Just another WordPress.com site

Archive for June, 2012

Investing Ahead of a Fiscal 2013 Cliff; Plus Alerian Stops Issuing Shares

Impending fiscal cliff has financial planners reviewing their options

America’s so-called fiscal cliff is making it hard for investors to plan ahead.

The fiscal cliff is the paradox that Congress and the White House now face: If they pass measures to slice the country’s massive budget deficit — potentially raising taxes and cutting spending — the very austerity measures helping to reduce a government budget crisis could ultimately plunge us into another recession.

What’s an investor to do in a portfolio?

The fiscal cliff is prompting consternation among financial planners, some of whom warn their retirement-age clients to avoid the stock market. “The U.S. is where Greece was four years ago,” opines Dan White, a financial planner in Glen Mills, founder of Dan White & Associates L.L.C. “Retirees can’t afford to lose money in the market. It’s great [to invest] when you’re working. But you can’t when you’re withdrawing” money from retirement accounts. He advises older clients to stick with index annuities.

Long-dated Treasuries have risen so much in price that many investors are either selling out of them slowly or shunning them. Yields on Treasuries (which move down when prices go higher, and vice versa) are pitiably low — and likely to stay that way. That amounts to a tax on savers who place money in U.S. government bonds. With yields at a historic low around 1.4 percent, Treasuries aren’t even keeping up with inflation.

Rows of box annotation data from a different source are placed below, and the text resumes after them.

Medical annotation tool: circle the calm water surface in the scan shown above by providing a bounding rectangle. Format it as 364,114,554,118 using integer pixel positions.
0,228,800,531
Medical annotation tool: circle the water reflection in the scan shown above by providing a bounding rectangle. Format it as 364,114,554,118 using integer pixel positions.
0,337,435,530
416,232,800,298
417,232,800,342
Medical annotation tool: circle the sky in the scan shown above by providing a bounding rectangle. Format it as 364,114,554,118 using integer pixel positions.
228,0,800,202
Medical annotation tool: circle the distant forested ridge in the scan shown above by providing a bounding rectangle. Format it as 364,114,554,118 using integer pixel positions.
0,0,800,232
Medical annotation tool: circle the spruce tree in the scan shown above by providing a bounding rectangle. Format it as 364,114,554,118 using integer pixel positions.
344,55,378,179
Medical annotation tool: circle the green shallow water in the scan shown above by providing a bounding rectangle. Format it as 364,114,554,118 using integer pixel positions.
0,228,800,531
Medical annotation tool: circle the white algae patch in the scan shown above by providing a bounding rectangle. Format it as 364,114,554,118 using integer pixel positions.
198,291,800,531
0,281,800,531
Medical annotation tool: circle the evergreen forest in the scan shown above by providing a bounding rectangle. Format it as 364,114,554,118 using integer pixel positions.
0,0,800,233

“I don’t own them,” said David Pottruck, former chief executive of the Charles Schwab discount brokerage, on the sidelines of the 2012 Milken-Penn GSE Education Business Plan Competition at the University of Pennsylvania’s Annenberg Center last week. Pottruck, a Penn graduate, is now cochairman of HighTower Advisors, which oversees about $30 billion in assets.

“At a 2 percent to 2.5 percent inflation rate annually, that means essentially if you leave your money in cash for the next few years, you lose 2.5 percent of that every year. And that’s a tough principle for people to understand. They’re worth 2.5 percent less each year by doing nothing,” says Chris Millard of JPMorgan’s Philadelphia office.

Adding to the uncertainty, the Federal Reserve surprised the market last week when it failed to implement a new round of quantitative easing despite signs that the world is slipping into another recession. Although the Fed cut its U.S. economic growth forecast and said unemployment will remain above 8 percent, our central bank chose only to extend its so-called Operation Twist program.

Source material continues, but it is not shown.